Quoting a woman I know of:
I know the importance of feeling your feelings & they dissipate when they're ready & also to have no resistance. Today I implemented not having resistance & it was great. Yesterday I let my anxiety about going to the doctor get the better of me. Recently I've had a big anxiety fear about getting a pap (haven't had one since January 2016 after my gyno retired) because it seems everywhere I go all I hear is cancer cancer cancer. I feel like I can't watch TV without seeing the cervical cancer commercial. My paranoia wasn't about HPV since I know most people have it, it was because 5 years ago I had a pre-cancerous lesion & had the laser surgery....my paps were fine after that but lately I've been feeling terrified & paranoid that it may have come back while I haven't had a pap in 2 & a half years. When I think or hear about medical issues of that nature, I get extremely light-headed, have shortness of breath & almost collapse. I have always been this way. When I was younger in health class, hearing about medical issues in detail made me white as a sheet, my ears ringing, & about to pass out.
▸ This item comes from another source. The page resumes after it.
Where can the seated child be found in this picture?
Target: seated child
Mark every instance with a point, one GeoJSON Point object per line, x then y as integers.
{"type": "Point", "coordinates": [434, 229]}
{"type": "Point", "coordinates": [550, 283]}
It's not easy for me, it's a big anxiety trigger. But this morning, after having felt all my feelings the night before, I felt totally different. I made the appointment this morning. My appointment is first thing in the morning just how I wanted so that I wouldn't have to wait all day, July 14th. I discovered that my fear was actually calling to make an appointment!!After doing so, I no longer felt the anxiety about it. I love how having no resistance helped me to follow through with it when I didn't know how I was going to get to that point. I encourage anyone going through any sort of emotional difficulty, especially anxiety, to fully surrender to it & practice having no resistance. It works!
Type 6's anxiety can attach to anything. Phobic 6s can be afraid of anything. Imagine the most laughable thing, some phobic 6 out there is phobic of it.
In contrast, the anxiety of 5 is focused on: not having enough knowledge or expertise to deal with the world; being intruded upon; having no space or time for themselves, etc.
And the anxiety of 7 is focused on: running out of options, possibilities; experiencing pain and feelings of loss; loss of (perceived) freedom, etc.
But with 6, their fear and anxiety is much more far-reaching and way less specific.
So if you suffer from generalized anxiety (disorder), you are probably 6 core or fix.
Most phobias are unhealthy 6 (fix) af.
Unhealthy 6: "The world is out to get me." Paranoia. Hyper-vigilance. Focus on rapid mobilization, if necessary. "Caught in a trap." Feeling persecuted. Preparation for possible attacks and catastrophes. Imagining the worst-case scenarios. Scary Kopfkino in overdrive. Friends turn into potential foes. "No one can be trusted." Counterphobic: lashes out. Phobic: lashes in.
Quoting another woman with a phobic 6 fix (could be core and Sx first):
FEAR!!! Today I realized how much fear is running my life. Fear of the unknown, fear of being hurt, fear of truly being seen, heard and understood. Fear or rejection, fear of abandonment, fear of actually getting what I want. Fear of making the same mistakes over again, fear of ignoring the red flags AGAIN. Fear of mistaking attachment for true connection. As a result of this fear, I cope with it by constantly looking backwards. It’s safe, it’s known, it’s become more comfortable for me to obsess and long over something that happened vs being excited about what could happen next. Fear is keeping me stuck and frankly, it’s kicking my ass!!! It’s keeping me paralyzed in the past.